Penedono em destaque






Penedono é uma vila portuguesa no Distrito de Viseu, Região Norte e subregião do Douro, com 1 085 habitantes(2001).
É sede de um município com 133.7 km² de área e 3 378 habitantes (2004), subdividido em 9 freguesias.
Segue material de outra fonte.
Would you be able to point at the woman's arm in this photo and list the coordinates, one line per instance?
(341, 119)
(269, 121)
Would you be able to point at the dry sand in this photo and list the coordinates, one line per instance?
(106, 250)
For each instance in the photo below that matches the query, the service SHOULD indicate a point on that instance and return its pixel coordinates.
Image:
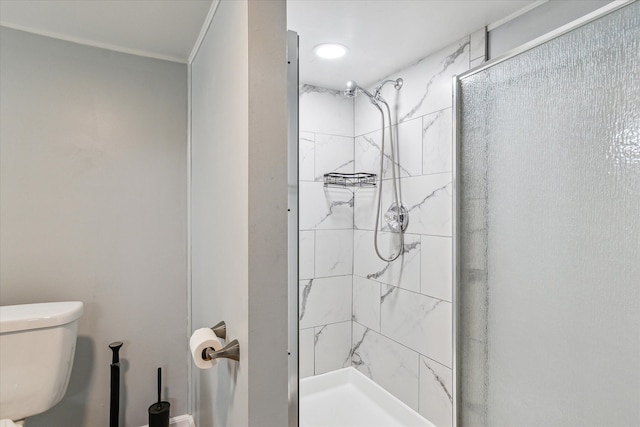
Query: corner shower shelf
(358, 179)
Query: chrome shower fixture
(397, 84)
(397, 216)
(352, 89)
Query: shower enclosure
(548, 232)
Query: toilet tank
(37, 346)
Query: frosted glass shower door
(548, 232)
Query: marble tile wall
(326, 231)
(402, 311)
(392, 321)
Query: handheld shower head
(351, 90)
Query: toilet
(37, 346)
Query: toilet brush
(114, 409)
(159, 411)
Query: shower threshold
(348, 398)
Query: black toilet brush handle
(159, 384)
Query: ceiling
(383, 36)
(165, 29)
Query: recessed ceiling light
(330, 50)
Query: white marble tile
(333, 154)
(306, 346)
(306, 249)
(478, 42)
(403, 272)
(323, 208)
(436, 278)
(426, 89)
(475, 62)
(365, 205)
(409, 144)
(408, 151)
(334, 253)
(436, 391)
(366, 302)
(420, 322)
(437, 142)
(325, 300)
(306, 156)
(333, 345)
(429, 201)
(367, 153)
(325, 111)
(391, 365)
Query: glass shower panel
(549, 232)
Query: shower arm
(397, 84)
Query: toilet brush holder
(159, 411)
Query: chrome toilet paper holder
(229, 351)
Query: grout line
(404, 345)
(404, 289)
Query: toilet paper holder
(229, 351)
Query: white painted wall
(239, 212)
(93, 207)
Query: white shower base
(347, 398)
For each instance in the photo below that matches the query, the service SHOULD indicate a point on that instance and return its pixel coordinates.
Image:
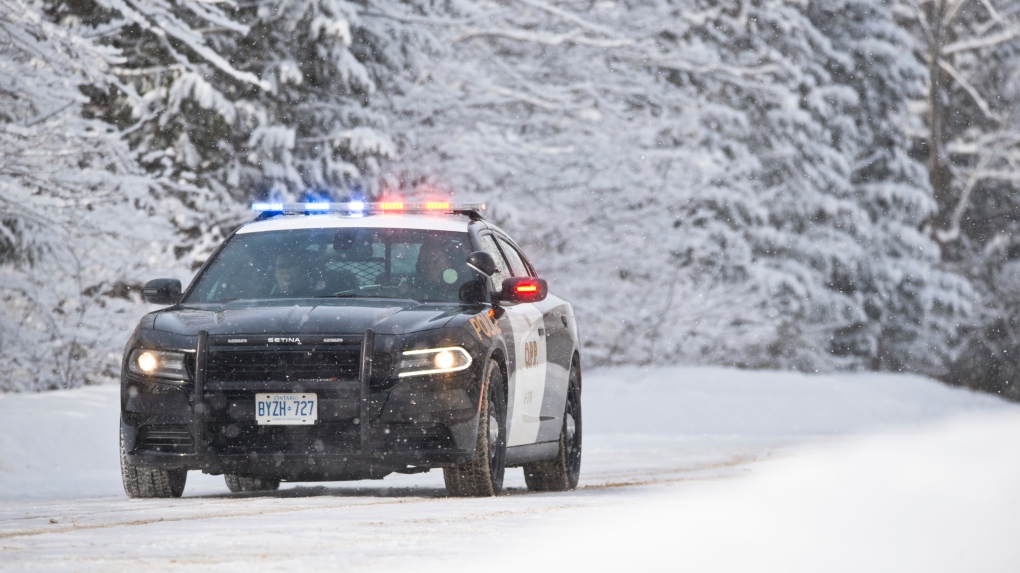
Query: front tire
(141, 481)
(562, 472)
(237, 483)
(482, 476)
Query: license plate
(286, 409)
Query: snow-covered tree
(74, 226)
(971, 141)
(709, 180)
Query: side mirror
(481, 262)
(162, 292)
(524, 290)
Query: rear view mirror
(162, 292)
(481, 262)
(524, 290)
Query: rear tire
(562, 472)
(237, 483)
(482, 476)
(141, 481)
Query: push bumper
(361, 433)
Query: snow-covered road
(683, 468)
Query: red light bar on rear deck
(362, 208)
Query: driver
(293, 277)
(437, 276)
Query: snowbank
(64, 444)
(942, 499)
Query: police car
(348, 341)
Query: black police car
(349, 341)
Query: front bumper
(417, 422)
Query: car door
(557, 347)
(523, 324)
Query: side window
(516, 264)
(489, 245)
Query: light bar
(360, 207)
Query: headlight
(434, 361)
(157, 363)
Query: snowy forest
(809, 185)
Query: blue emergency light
(362, 208)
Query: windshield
(426, 265)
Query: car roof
(457, 223)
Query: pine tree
(65, 269)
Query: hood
(342, 316)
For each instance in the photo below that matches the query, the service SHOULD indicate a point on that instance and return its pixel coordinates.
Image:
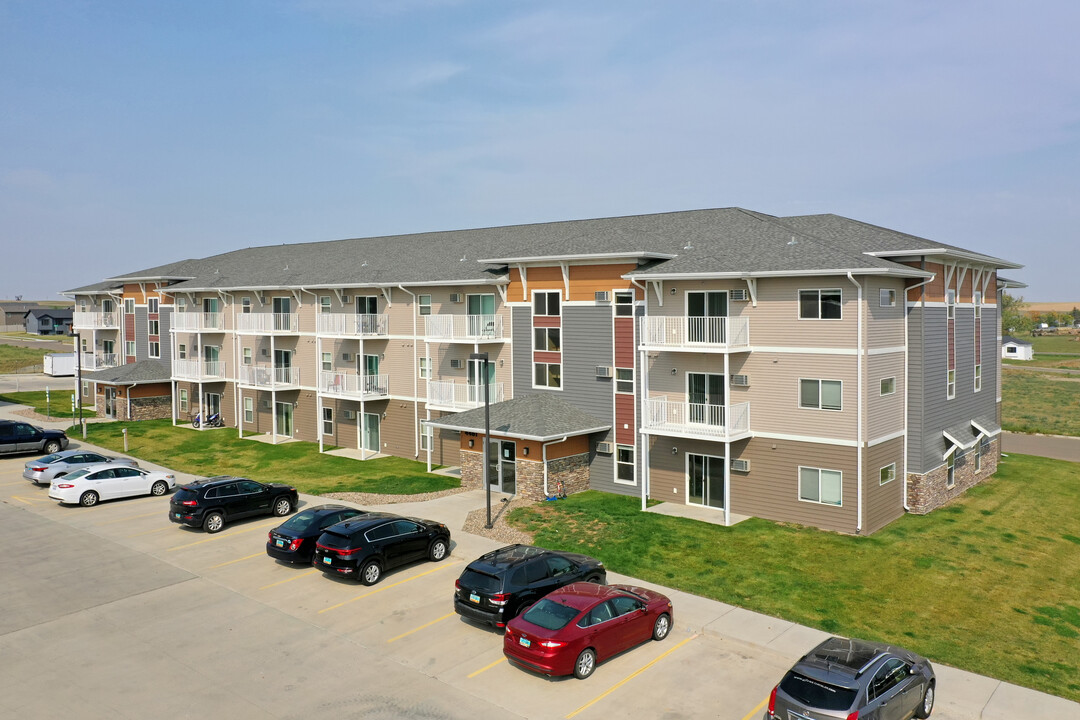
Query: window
(887, 474)
(548, 375)
(548, 338)
(547, 302)
(820, 304)
(821, 394)
(624, 463)
(821, 486)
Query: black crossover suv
(211, 503)
(499, 585)
(367, 545)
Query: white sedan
(109, 480)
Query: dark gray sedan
(854, 679)
(43, 471)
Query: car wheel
(282, 506)
(370, 572)
(927, 706)
(585, 664)
(214, 521)
(437, 551)
(662, 626)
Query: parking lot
(113, 611)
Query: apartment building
(808, 369)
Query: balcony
(350, 325)
(694, 334)
(267, 377)
(696, 420)
(198, 369)
(91, 362)
(449, 395)
(268, 323)
(463, 328)
(188, 322)
(353, 385)
(92, 321)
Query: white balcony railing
(460, 395)
(466, 328)
(353, 384)
(667, 417)
(189, 322)
(92, 321)
(266, 376)
(199, 369)
(268, 323)
(694, 333)
(352, 325)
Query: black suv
(208, 503)
(17, 436)
(499, 585)
(367, 545)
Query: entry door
(705, 479)
(705, 311)
(705, 394)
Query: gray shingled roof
(543, 417)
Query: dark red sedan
(575, 627)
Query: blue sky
(138, 133)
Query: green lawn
(987, 583)
(1040, 403)
(221, 452)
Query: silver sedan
(43, 471)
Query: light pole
(482, 358)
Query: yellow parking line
(753, 714)
(629, 678)
(288, 580)
(485, 668)
(387, 587)
(234, 532)
(246, 557)
(417, 629)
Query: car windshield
(818, 695)
(550, 614)
(300, 521)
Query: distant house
(49, 321)
(1015, 349)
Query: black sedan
(294, 541)
(368, 545)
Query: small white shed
(1015, 349)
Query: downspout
(907, 507)
(859, 403)
(543, 454)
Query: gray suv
(847, 679)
O município é limitado a norte e noroeste pelo município de São João da Pesqueira, a leste por Vila Nova de Foz Côa e por Meda, a sul por Trancoso e a oeste por Sernancelhe.
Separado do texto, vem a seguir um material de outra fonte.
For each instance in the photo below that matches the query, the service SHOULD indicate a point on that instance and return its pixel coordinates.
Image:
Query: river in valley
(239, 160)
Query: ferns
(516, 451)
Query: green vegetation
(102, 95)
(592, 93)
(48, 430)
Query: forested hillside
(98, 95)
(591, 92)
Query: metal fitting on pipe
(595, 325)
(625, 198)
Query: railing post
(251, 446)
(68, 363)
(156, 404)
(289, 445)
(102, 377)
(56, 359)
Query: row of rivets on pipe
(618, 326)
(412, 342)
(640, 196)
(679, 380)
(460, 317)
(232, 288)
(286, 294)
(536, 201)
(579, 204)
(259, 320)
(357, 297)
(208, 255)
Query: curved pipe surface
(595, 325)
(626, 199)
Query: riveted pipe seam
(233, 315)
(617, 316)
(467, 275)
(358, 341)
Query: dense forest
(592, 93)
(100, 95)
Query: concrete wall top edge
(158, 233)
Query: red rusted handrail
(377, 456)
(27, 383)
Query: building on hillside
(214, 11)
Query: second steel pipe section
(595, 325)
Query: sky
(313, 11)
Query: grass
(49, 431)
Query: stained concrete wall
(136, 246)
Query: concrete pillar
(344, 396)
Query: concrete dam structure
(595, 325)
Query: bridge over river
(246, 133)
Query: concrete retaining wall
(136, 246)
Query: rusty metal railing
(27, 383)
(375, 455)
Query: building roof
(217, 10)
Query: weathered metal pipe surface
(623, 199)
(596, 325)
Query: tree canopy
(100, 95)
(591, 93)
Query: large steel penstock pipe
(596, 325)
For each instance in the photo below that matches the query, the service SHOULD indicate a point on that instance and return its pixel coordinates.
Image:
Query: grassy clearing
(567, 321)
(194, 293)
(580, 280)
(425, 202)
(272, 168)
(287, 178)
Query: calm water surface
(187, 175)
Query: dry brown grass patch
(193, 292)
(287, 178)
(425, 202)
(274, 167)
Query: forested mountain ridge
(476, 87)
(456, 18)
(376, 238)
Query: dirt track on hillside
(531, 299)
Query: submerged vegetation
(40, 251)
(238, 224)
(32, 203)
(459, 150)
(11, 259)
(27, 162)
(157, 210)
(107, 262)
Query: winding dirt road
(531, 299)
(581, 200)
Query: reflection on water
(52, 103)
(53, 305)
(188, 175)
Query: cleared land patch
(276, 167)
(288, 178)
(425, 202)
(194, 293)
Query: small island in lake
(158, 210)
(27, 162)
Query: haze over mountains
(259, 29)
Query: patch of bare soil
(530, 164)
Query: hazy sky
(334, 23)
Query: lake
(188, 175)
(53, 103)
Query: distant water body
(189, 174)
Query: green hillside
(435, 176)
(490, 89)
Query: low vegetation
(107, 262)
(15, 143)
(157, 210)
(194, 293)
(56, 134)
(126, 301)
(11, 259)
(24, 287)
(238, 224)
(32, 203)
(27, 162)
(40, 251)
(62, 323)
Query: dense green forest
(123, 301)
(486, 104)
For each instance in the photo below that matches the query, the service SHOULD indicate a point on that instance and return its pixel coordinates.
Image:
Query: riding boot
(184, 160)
Erguendo-se a mais de 900 metros de altitude, o airoso e esbelto Castelo de Penedono pentagonal, classificado como Monumento Nacional, é um dos mais belos castelos do nosso país datado por volta de 900.
A vila de Penedono foi berço de Álvaro Gonçalves Coutinho, o célebre Magriço, eternizado por Luís de Camões, no seu poema épico – "Os Lusíadas".
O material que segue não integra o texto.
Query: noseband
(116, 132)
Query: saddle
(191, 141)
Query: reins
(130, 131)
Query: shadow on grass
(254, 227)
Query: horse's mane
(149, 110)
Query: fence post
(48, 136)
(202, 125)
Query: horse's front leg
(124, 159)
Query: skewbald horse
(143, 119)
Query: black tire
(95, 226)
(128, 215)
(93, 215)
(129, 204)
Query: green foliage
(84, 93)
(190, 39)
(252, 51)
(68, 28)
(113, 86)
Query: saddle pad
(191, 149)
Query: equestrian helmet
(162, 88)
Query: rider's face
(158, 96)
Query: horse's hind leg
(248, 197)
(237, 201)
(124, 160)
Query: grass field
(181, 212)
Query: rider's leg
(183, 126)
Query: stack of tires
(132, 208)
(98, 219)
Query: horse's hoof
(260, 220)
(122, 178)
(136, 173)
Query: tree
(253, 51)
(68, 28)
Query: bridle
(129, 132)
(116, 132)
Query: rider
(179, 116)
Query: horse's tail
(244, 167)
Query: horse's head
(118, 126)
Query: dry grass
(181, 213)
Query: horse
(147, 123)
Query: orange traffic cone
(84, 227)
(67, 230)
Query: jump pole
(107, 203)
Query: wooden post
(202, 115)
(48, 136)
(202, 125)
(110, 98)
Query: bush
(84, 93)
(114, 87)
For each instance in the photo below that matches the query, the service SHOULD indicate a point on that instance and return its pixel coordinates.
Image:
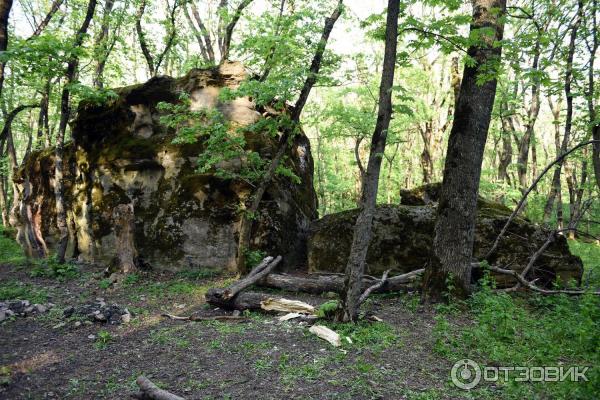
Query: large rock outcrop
(121, 154)
(403, 236)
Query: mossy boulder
(403, 236)
(122, 154)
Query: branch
(376, 286)
(528, 191)
(149, 391)
(230, 27)
(55, 6)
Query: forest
(299, 199)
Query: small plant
(103, 339)
(131, 279)
(104, 283)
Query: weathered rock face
(121, 154)
(403, 237)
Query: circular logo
(465, 374)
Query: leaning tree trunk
(594, 125)
(569, 117)
(450, 265)
(65, 111)
(5, 6)
(290, 130)
(362, 230)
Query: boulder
(403, 236)
(122, 155)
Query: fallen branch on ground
(149, 391)
(201, 318)
(323, 283)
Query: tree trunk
(246, 222)
(5, 6)
(142, 37)
(450, 266)
(102, 47)
(65, 110)
(226, 44)
(594, 125)
(350, 299)
(569, 116)
(3, 201)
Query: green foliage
(254, 257)
(103, 339)
(532, 331)
(10, 251)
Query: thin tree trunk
(102, 45)
(569, 115)
(207, 41)
(3, 201)
(288, 132)
(5, 6)
(65, 110)
(142, 37)
(197, 34)
(226, 44)
(350, 299)
(450, 266)
(594, 125)
(53, 9)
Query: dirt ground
(49, 357)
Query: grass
(529, 331)
(373, 336)
(590, 255)
(103, 339)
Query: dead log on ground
(318, 284)
(149, 391)
(232, 298)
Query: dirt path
(41, 357)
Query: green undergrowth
(590, 255)
(533, 331)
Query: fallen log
(149, 391)
(323, 283)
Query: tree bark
(65, 110)
(226, 44)
(594, 125)
(5, 7)
(207, 41)
(450, 265)
(142, 37)
(246, 222)
(350, 299)
(53, 9)
(555, 187)
(103, 49)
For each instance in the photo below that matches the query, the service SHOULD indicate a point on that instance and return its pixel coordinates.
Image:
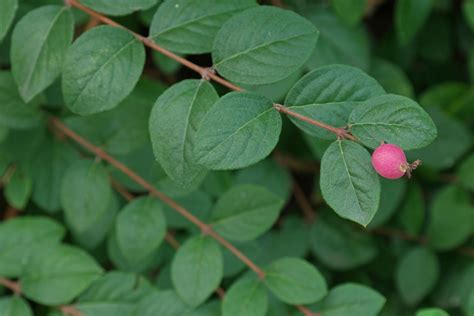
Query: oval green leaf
(189, 26)
(246, 297)
(263, 45)
(14, 112)
(295, 281)
(101, 69)
(85, 194)
(173, 126)
(329, 94)
(239, 130)
(351, 299)
(197, 269)
(349, 183)
(38, 60)
(140, 228)
(70, 269)
(21, 237)
(393, 119)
O sincelo, congelamento das gotas de água nos telhados das casas, é próprio de uma região habituada a geadas e orvalhos durante o seu clima um pouco rigoroso no Inverno. "O Sincelo" também é um grupo de cantares de Penedono com actuações em todo o país, França e Suiça.
Este é um concelho que vive da sua maior colheira anual, exportando, nomeadamente para os Estados Unidos da América, a melhor castanha de excelência nacional.

Facto

Gentilico – Penedonense
Area – 133.7 km2
Populacao-3 378 hab (2004)
Densidade Populacoinal- 25.3 hab/km2
Numero de freguesias - 9
Fundacao do municipio (ou foral)- 1055
Regiao- Norte
Subregiao –Douro
Distrito- Viseu
Area Urbana – Grande Area Metropolitana de Viseu (GAMVIS)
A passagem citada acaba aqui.